My issue here is trying to input this into the Bru'n Water spreadsheet I'm getting the "Water Report is unbalanced" issue, where as I've entered it my Cation's are 8.70 and the Anion's are 3.14. Obviously I'm doing this wrong. :) The general report is here http://www.icgov.org/site/CMSv2/file/water/2014CCR.pdf and the special PDF contains the following

Code:
Noncarbonate and carbonate hardness		
	Noncarbonate Hardness	Carbonate Hardness
TH less than TA	0	TH
TH equals TA	0	TH
TH greater than TA	TH - TA	TA
		
		
Enter		
TA	240	
TH	344	
		
		
	Noncarbonate Hardness	104
	Carbonate Hardness	240

and
Code:
			all mg/L
Calcium			38
Magnesium		70	
Sodium			24
Sulfate			45
Chloride		37	
Carbonate Hardness	48		
Total Alkalinity	45		
pH			9.25
Total Hardness		100

Now I've entered these into the water input report exactly as they are above, with the exception of not really understanding what I should be doing with HCO3 and CO3 given the above numbers.

Ultimately I'm not even sure I can brew with this water straight away given the high Mg, but I'd like to be able to figure out what level of dilution I'll need to do if I could get this in right. Thanks!
 
The two panels give completely inconsistent information. The first says the alkalinity is 240 and the second 45. The first sets the total hardness at 344 and the second at 100. Which did you use?

If you ignore the first panel the second gives a not terribly imbalanced picture: 3.2/2.9, the bicarbonate is 44 and the carbonate 4.3.
 
The biggest issue with municipal reports is that often the values are either periodic samples for a single value analysis or a reported average. Sometimes they report the variation which cannot really be used as an average. For this reason an independent brewer water analysis gives you a snap shop of your tap water and should report with well balanced ions.

That said - the elevated magnesium is concerning and may cause astringency and a mineral flavor. Bru'n Water recommends no more than 30 mg/L magnesium, so you would need to dilute with distilled or RO water 60/40 to bring that number under control.
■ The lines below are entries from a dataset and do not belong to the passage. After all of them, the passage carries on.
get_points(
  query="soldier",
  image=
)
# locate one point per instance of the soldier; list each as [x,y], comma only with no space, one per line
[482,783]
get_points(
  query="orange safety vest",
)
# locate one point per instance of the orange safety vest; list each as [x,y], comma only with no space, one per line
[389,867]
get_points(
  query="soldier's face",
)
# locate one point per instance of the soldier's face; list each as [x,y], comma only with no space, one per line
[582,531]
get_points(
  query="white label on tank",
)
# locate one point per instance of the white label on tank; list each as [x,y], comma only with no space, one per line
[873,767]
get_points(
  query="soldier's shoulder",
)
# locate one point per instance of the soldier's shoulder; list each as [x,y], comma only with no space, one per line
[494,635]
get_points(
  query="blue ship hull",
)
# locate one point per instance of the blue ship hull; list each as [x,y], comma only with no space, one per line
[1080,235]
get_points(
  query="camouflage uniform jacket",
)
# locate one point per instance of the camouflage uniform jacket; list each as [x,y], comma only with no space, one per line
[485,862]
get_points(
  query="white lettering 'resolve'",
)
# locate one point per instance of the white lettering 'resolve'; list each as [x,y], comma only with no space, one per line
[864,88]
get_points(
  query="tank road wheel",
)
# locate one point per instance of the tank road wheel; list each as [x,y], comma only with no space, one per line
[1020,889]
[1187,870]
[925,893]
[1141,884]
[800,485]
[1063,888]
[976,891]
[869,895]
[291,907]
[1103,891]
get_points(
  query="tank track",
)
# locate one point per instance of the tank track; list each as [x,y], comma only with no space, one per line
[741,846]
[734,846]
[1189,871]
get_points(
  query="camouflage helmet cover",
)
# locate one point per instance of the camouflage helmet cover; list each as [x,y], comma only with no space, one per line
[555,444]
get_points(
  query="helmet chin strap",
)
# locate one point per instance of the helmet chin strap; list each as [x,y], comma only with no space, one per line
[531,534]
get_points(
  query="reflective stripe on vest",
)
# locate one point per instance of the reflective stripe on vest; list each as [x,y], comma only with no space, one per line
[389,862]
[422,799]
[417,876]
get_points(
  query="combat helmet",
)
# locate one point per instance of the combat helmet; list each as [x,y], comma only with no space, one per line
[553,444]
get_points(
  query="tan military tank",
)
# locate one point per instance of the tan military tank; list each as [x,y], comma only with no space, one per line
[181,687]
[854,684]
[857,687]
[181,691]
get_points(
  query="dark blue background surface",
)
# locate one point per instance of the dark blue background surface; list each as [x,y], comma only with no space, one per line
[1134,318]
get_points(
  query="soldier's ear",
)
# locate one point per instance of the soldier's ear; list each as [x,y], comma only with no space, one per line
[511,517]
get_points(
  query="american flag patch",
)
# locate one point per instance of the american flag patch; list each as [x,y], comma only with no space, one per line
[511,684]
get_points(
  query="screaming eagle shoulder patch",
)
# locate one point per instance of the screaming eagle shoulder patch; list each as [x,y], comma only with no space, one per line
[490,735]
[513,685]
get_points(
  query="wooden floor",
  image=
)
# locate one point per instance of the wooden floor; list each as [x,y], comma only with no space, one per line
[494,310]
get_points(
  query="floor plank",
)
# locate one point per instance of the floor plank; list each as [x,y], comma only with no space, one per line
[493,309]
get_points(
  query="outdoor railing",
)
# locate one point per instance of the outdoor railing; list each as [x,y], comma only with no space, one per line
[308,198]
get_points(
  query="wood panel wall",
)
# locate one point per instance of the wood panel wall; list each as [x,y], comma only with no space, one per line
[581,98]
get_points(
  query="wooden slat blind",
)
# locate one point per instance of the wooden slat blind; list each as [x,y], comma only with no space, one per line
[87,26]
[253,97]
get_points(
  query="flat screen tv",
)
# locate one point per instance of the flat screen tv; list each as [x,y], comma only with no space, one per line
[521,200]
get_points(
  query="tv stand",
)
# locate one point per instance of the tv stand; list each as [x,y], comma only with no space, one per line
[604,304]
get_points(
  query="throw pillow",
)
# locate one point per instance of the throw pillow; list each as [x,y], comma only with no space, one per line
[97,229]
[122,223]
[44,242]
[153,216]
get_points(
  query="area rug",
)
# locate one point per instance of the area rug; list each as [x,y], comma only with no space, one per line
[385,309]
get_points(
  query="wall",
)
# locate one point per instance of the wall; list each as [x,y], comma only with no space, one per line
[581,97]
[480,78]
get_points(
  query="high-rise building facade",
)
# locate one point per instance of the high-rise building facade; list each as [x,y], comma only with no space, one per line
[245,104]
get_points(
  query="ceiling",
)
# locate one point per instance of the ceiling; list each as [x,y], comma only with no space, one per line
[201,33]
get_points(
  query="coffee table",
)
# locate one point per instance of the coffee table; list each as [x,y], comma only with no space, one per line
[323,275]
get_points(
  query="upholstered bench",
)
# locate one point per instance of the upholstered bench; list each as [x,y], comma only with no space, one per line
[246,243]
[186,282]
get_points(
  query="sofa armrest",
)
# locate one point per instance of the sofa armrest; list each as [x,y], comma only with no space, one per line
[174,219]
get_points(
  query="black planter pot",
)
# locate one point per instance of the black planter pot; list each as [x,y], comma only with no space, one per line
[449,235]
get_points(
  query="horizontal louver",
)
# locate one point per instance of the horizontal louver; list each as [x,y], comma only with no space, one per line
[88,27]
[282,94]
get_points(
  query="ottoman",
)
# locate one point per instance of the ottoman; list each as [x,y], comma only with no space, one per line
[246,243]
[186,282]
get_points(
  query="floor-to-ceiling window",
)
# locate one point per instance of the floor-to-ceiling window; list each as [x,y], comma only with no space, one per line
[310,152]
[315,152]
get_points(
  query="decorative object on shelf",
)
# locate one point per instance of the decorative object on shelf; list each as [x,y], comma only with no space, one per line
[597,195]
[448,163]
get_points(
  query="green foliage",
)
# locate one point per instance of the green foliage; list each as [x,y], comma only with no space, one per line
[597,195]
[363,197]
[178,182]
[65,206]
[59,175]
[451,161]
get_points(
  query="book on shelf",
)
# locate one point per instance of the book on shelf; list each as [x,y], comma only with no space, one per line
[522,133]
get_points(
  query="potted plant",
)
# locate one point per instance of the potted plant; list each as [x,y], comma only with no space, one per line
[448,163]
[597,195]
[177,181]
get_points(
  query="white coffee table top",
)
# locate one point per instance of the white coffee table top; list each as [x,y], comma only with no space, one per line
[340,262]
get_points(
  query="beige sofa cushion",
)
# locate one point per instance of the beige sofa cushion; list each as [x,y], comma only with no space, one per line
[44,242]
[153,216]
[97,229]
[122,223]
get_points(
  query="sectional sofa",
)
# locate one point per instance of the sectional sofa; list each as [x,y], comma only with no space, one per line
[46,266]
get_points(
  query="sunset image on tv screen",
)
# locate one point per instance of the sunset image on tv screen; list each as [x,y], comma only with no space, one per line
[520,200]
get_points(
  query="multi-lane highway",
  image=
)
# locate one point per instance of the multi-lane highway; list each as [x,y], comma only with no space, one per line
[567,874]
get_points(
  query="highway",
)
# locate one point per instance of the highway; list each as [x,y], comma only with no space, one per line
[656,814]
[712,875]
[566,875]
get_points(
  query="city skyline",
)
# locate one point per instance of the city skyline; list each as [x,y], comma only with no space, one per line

This would also reduce the ions by 60%. The carbonate hardness number seems pretty high - going to have to punt that one to someone with more knowledge.
 
So again, I think this is me really not understanding any of this stuff, I'm trying but it's pretty alien. I was basically ignoring the first table and going with the second.

Here's what I've input, and the result.

Code:
Cations	Enter Ion Concentrations from Water Report     (mg/L or ppm)		Anions
Calcium (Ca)	38	44	Bicarbonate (HCO3)
Magnesium (Mg)	70	4.3	Carbonate (CO3)
Sodium (Na)	24	45	Sulfate (SO4)
Potassium (K)	0	37	Chloride (Cl)
Iron (Fe)	0	5.8	Nitrate (NO3)
			0	Nitrite (NO2)
			0.6	Fluoride (F)
Reported Total Alkalinity (as CaCO3) (mg/L or ppm)	Reported or Measured Water pH	Estimated Bicarbonate Concentration (ppm)	Estimated Carbonate Concentration (ppm)
45	9.25	47.0698078273	3.8509141833

Total Cations (meq/L)	8.7000569787	5.7290612812	Cation/Anion Difference
Total Anions (meq/L)	2.9709956975
 
The calcium and magnesium numbers are 'as CaCO3', not mg/L. Enter them that way and the cations go to 3.2 and the balance improves but is still not that great.
 
Thanks so much for your help, I really appreciate it! So, based off that adjustment, my magnesium isn't nearly as scary as I'd thought it was. I guess I really do need to send a sample of my water off to sort of lock this down, though I'm also leaning towards just distilling my own and adding minerals back for peace of mind.

Ooh, and thanks for that link stpug!